A portrait photo of Dr. Shep Doeleman, a Smithsonian astrophysicist, Harvard senior research fellow and founding director of the Event Horizon Telescope

Dr. Shep Doeleman, a Smithsonian astrophysicist, Harvard senior research fellow and founding director of the Event Horizon Telescope

Dr. Shep Doeleman, a Smithsonian astrophysicist, Harvard senior research fellow and founding director of the Event Horizon Telescope, will give his lecture titled “How to Take a Photo of a Black Hole” 7 p.m. Thursday, April 27, in Rocket Hall Room 1520.

“Twenty years ago, Dr. Doeleman and I both worked at Massachusetts Institute of Technology’s Haystack Observatory,” said Tom Megeath, Distinguished University Professor of Astronomy at UToledo. “He was working on a project that I thought was far-fetched—unlikely to pay off in a big way. Twenty years later, persistence, ingenuity and the management of a global team paid off.”

On April 10, 2019, the Event Horizon Telescope made the first image of a black hole.

That visual of a ring of emission around a black hole at the heart of galaxy M87, located 55 million light years away, confirmed Albert Einstein’s theory of general relativity at the boundary of black hole — showing how gravity bends the fabric of space and time.

Three years later, the telescope spotted a similar structure surrounding a black hole at the center of our Milky Way galaxy.

Their pictures are some of the most downloaded science images in the world.

First image of a black hole in outer space. A ring of orange on a black background.

Using the Event Horizon Telescope, scientists obtained an image of the black hole at the center of galaxy M87, outlined by emission from hot gas swirling around it under the influence of strong gravity near its event horizon. Credit: Event Horizon Telescope collaboration.

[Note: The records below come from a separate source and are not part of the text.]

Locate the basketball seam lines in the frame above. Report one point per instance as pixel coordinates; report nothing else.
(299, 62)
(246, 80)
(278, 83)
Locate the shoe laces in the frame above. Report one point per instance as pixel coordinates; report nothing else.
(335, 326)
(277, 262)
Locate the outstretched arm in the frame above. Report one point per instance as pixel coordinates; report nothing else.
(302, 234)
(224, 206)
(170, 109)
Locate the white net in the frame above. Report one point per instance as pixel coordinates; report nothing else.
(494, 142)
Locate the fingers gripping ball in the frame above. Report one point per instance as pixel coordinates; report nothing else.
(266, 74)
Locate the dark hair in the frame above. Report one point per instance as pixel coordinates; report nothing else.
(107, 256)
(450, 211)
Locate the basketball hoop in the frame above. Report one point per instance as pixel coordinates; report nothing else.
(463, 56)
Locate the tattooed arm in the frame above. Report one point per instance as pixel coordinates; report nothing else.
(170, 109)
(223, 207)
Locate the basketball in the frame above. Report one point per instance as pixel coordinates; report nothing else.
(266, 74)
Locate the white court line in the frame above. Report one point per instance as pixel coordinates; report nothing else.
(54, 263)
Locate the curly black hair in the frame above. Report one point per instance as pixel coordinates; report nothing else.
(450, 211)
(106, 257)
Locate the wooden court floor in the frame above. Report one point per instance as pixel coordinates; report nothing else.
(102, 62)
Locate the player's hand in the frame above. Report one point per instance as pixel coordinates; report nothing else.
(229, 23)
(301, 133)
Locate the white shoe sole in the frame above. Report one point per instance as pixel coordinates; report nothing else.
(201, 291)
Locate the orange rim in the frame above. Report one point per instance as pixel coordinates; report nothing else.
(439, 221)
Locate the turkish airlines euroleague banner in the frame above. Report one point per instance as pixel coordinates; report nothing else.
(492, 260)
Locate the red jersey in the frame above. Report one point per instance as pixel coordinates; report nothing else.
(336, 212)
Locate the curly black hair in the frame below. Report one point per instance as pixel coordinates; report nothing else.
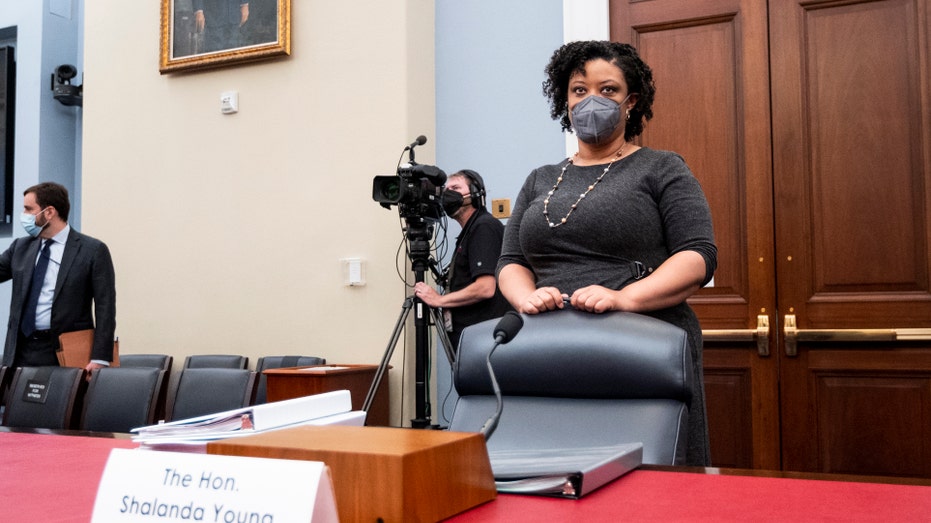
(572, 57)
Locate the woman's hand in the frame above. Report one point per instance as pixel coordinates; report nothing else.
(596, 298)
(542, 300)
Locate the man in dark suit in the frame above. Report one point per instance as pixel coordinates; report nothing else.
(73, 284)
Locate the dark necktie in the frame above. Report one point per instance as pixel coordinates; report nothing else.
(28, 324)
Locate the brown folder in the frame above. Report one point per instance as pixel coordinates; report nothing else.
(74, 349)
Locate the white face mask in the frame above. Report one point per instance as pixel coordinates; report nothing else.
(29, 223)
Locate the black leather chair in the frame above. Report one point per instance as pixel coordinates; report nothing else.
(6, 374)
(205, 391)
(279, 362)
(216, 361)
(122, 398)
(573, 379)
(160, 361)
(43, 397)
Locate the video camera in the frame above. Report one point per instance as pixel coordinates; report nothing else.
(416, 189)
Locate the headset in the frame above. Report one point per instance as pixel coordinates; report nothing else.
(476, 187)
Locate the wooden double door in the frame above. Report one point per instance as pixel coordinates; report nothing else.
(808, 124)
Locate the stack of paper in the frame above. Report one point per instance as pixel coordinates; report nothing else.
(329, 408)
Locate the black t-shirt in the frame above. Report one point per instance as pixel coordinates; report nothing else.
(477, 251)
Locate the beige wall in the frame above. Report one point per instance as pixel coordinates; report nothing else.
(227, 230)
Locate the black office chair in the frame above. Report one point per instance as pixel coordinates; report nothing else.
(206, 391)
(572, 379)
(43, 397)
(279, 362)
(216, 361)
(6, 373)
(159, 361)
(122, 398)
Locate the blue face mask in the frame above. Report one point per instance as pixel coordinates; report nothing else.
(29, 223)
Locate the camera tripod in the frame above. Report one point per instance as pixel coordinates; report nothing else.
(419, 235)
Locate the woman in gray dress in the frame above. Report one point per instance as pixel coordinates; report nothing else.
(615, 227)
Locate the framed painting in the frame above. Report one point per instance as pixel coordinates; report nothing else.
(200, 34)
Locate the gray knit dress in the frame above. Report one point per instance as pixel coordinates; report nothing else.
(647, 207)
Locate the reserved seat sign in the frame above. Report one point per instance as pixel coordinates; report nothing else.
(157, 486)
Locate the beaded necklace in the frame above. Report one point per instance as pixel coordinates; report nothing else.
(546, 202)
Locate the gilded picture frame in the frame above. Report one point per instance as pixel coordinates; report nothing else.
(201, 34)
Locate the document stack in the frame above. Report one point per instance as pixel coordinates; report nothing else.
(192, 434)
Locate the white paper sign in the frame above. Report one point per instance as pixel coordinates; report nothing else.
(150, 486)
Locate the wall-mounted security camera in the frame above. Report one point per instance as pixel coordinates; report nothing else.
(62, 89)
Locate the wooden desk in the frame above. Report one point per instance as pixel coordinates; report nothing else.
(647, 494)
(295, 382)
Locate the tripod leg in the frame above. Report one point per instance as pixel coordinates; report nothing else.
(389, 350)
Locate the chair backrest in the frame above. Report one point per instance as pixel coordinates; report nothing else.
(6, 374)
(160, 361)
(575, 379)
(43, 397)
(216, 361)
(122, 398)
(205, 391)
(279, 362)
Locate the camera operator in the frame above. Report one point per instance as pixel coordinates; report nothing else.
(473, 294)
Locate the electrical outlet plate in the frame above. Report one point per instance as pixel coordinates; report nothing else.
(501, 208)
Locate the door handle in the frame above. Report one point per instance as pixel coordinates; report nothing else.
(760, 334)
(793, 335)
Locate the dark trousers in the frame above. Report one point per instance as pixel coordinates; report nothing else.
(37, 350)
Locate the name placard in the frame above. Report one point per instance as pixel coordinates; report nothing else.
(156, 486)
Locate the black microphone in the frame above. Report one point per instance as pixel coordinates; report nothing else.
(420, 140)
(508, 327)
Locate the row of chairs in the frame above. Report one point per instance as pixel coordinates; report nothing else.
(136, 393)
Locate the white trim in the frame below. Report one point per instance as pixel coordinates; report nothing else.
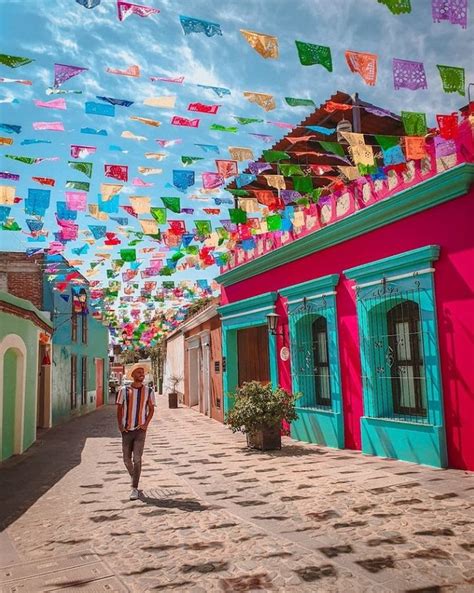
(15, 342)
(248, 312)
(311, 298)
(391, 278)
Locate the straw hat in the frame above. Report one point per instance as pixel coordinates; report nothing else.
(138, 365)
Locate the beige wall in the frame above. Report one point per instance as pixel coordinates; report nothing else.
(174, 363)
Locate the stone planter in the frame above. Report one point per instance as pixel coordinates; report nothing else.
(265, 439)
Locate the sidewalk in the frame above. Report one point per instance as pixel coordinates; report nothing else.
(216, 517)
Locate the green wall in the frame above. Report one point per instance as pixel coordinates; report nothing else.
(28, 332)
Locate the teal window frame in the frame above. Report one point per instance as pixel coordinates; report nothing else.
(243, 314)
(322, 424)
(384, 432)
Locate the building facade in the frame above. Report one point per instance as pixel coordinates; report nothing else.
(79, 348)
(375, 298)
(203, 363)
(25, 378)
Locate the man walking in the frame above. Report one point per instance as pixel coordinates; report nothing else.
(135, 408)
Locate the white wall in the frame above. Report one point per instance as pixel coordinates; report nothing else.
(174, 363)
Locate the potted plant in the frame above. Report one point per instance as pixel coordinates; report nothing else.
(259, 411)
(173, 394)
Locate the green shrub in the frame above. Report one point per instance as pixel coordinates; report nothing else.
(259, 406)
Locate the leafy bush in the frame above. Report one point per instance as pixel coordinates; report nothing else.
(260, 406)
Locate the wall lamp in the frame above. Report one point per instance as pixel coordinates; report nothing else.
(272, 324)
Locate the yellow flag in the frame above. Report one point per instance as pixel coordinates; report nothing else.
(7, 194)
(108, 190)
(266, 102)
(96, 213)
(362, 154)
(146, 120)
(141, 204)
(149, 171)
(167, 101)
(239, 153)
(276, 181)
(158, 156)
(132, 136)
(265, 45)
(149, 226)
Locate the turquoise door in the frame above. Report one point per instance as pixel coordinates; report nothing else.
(10, 364)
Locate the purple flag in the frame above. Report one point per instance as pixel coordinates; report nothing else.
(409, 75)
(454, 11)
(63, 72)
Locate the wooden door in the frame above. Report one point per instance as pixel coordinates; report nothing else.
(99, 382)
(253, 359)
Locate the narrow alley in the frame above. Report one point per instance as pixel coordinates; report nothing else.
(215, 516)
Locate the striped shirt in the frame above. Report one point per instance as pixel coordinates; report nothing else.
(134, 402)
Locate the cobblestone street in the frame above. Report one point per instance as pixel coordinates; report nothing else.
(214, 516)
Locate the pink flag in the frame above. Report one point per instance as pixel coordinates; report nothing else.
(119, 172)
(227, 168)
(281, 124)
(125, 9)
(76, 200)
(133, 71)
(54, 104)
(166, 143)
(182, 121)
(177, 80)
(201, 108)
(54, 126)
(212, 180)
(81, 152)
(63, 72)
(137, 182)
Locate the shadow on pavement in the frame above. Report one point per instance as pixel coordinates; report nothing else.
(25, 478)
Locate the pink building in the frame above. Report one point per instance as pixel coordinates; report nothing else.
(375, 298)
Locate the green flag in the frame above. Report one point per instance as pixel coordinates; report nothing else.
(237, 215)
(453, 79)
(128, 255)
(81, 185)
(248, 120)
(333, 147)
(387, 142)
(414, 123)
(83, 167)
(173, 204)
(292, 102)
(14, 61)
(219, 128)
(303, 185)
(310, 54)
(275, 155)
(203, 227)
(159, 214)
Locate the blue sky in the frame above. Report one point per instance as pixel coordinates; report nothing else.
(64, 31)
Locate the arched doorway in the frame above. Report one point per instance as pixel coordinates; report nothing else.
(12, 395)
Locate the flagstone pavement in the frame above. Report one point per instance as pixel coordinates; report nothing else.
(214, 516)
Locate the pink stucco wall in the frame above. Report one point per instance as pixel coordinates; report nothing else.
(449, 226)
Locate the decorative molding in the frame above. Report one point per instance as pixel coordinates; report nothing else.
(401, 264)
(434, 191)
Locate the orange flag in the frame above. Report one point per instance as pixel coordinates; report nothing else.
(364, 64)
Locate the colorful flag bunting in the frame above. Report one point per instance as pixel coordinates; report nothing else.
(191, 25)
(265, 45)
(453, 79)
(364, 64)
(310, 54)
(409, 75)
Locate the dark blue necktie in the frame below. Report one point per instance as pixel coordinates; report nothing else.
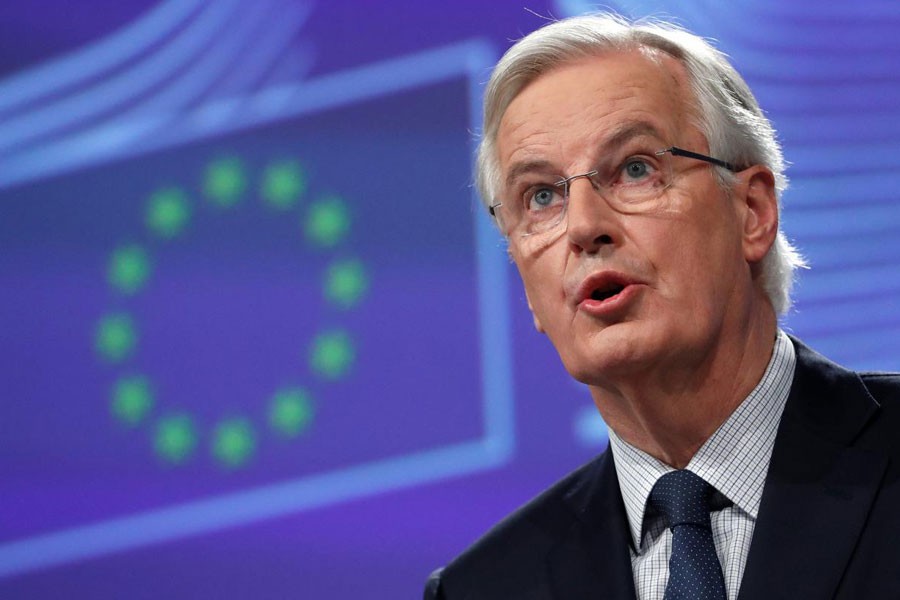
(683, 498)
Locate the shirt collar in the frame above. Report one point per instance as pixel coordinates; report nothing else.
(734, 460)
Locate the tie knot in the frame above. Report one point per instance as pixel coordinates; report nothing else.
(683, 498)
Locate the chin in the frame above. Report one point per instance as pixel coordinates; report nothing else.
(619, 351)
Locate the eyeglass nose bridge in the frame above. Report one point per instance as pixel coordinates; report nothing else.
(565, 183)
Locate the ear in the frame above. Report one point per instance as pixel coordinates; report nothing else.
(759, 209)
(537, 322)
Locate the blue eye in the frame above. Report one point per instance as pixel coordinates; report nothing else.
(543, 198)
(636, 168)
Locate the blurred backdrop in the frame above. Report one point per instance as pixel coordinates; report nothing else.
(257, 340)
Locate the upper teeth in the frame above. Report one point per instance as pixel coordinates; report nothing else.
(606, 291)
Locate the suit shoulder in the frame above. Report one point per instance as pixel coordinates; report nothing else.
(884, 387)
(502, 561)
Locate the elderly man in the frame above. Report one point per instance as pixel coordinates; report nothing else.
(637, 182)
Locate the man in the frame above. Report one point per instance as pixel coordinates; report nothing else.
(637, 182)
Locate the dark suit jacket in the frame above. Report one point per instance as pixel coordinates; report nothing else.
(828, 526)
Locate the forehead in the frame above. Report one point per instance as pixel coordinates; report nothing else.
(569, 112)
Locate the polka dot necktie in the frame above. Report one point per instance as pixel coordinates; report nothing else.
(694, 570)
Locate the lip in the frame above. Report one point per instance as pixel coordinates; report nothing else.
(584, 301)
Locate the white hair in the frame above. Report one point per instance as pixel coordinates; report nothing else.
(736, 129)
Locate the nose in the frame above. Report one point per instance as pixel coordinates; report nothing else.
(590, 223)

“Black holes are cosmic objects so small and dense, that nothing, not even light can escape their gravitational pull,” Doeleman said. “Until recently, no one had ever seen what a black hole actually looked like. Einstein’s theories predicted that a distant observer should see a ring of light encircling the black hole, which forms when radiation emitted by infalling hot gas is lensed by the extreme gravity near the event horizon.”

The Event Horizon Telescope is a global array of radio dishes, linked together by a network of atomic clocks to form an Earth-sized virtual telescope that can resolve the nearest supermassive black holes where this ring feature may be measured.

Doeleman’s talk will cover how this was accomplished, the impact and what the future holds for the study of black holes.